Sabbatical Episode 6: Gaia and Gratitude

My final class at University of Creation Spirituality was taught by Joanna Macy, renowned Buddhist teacher, Nuclear Activist and Deep Ecologist. She also taught at Starr King while I was in seminary, but her classes were so popular, I never got a chance to study with her.

This class, called “Our Life as Gaia” was another 4 day intensive. Unlike previous intensives, however, there was no “art as meditation” in the afternoons since Joanna’s teaching style intertwines seminar, storytelling, meditation and group work. To prepare we read Richard Heinberg’s Powerdown: Options and Actions for a Post-Carbon World and Joanna’s book Coming Back to Life: Practices to Reconnect Our Lives, Our World. The focus of the intensive was to provide information and experiences that would help us reconnect with one another, our selves and with the earth so that we could act from that place in the world.

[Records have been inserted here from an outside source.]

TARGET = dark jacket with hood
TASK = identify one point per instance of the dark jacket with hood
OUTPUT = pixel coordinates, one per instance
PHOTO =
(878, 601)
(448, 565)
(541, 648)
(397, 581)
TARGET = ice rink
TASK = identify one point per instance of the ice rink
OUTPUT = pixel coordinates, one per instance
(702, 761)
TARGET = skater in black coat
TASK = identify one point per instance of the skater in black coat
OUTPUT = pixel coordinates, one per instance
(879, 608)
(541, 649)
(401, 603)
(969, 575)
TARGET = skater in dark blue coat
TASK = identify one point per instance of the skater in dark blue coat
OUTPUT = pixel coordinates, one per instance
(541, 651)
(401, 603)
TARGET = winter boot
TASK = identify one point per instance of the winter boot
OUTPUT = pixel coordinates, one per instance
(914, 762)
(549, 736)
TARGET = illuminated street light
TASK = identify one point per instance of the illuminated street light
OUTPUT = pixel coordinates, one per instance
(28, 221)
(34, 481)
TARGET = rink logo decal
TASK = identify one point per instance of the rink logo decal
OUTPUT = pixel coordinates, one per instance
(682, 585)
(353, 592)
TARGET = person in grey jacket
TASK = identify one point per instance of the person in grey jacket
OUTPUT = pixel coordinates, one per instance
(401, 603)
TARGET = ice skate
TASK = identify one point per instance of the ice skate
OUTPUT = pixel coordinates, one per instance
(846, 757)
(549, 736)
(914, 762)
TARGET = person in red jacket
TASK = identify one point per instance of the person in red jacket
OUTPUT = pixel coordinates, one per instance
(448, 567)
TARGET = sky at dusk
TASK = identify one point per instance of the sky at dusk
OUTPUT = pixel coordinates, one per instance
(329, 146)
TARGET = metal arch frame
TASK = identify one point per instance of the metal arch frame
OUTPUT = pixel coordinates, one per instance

Joanna started with the premise that our culture is having a crisis of meaning as the stories we told ourselves are unraveling. What is required is a re-awakening to our living body, the earth. One session was spent in seminar learning some of the basics of System’s Theory, the modern scientific paradigm which brings the relationship among particles or “things” to the foreground. We experienced the “Truth Mandala,” a form created to hold the strong emotions of a group she was working with as the wall fell in Berlin, but which is flexible enough to help other groups deal with the strong emotions of our disconnection from our world. Another day focused on expanding our sense of time. Joanna postulates that “the time medium in which we live is actually accelerating” and that our connection with the past and future is broken. We must remember to ask “what would future generations want us to do?” in answering questions like “what will we do with the poisons we have created?” which Joanna suggests is the most important choice of our generation.

This intensive was not only my final class at UCS, but was to be the last class taught at this incarnation of the school. The master’s program had been offered in connection with Naropa Univeristy, but Naropa and UCS (now Wisdom University) had decided to go their separate ways. Throughout the weekend staff and faculty were packing boxes, and everyone was saying their goodbyes. At the end of the last class Joanna led a ritual that held, not only the end of the class, but the end of the school as well. It was sad, and it was hard, but I learned again how healing it can be to take the time to say good bye, and how comforting to hold such an experience with others in community.

As I prepared to transition back into my post-sabbatical life at UUCPA, I was often overwhelmed with a sense of gratitude. I know well how lucky I am to have a semester to study just for the sake of study; to learn those things I needed to answer the questions of my own soul, to answer the questions my work with you has raised. So many of you took up extra pieces of the work I usually do so that I could have the space and time to think deeply and gain some perspective. And so in gratitude I offer those precious gifts I gathered on my journeys, my sense of reconnection to the earth, my expanded sense of time, a more cohesive cosmology, and a sense of the value of aesthetics in creating sacred space. I offer a stronger sense of what I believe is important for myself, for our community, for humanity and for our biosphere at this time. I hope I will be able to inspire and challenge you as I have been inspired and challenged. I offer this with a deep sense of gratitude.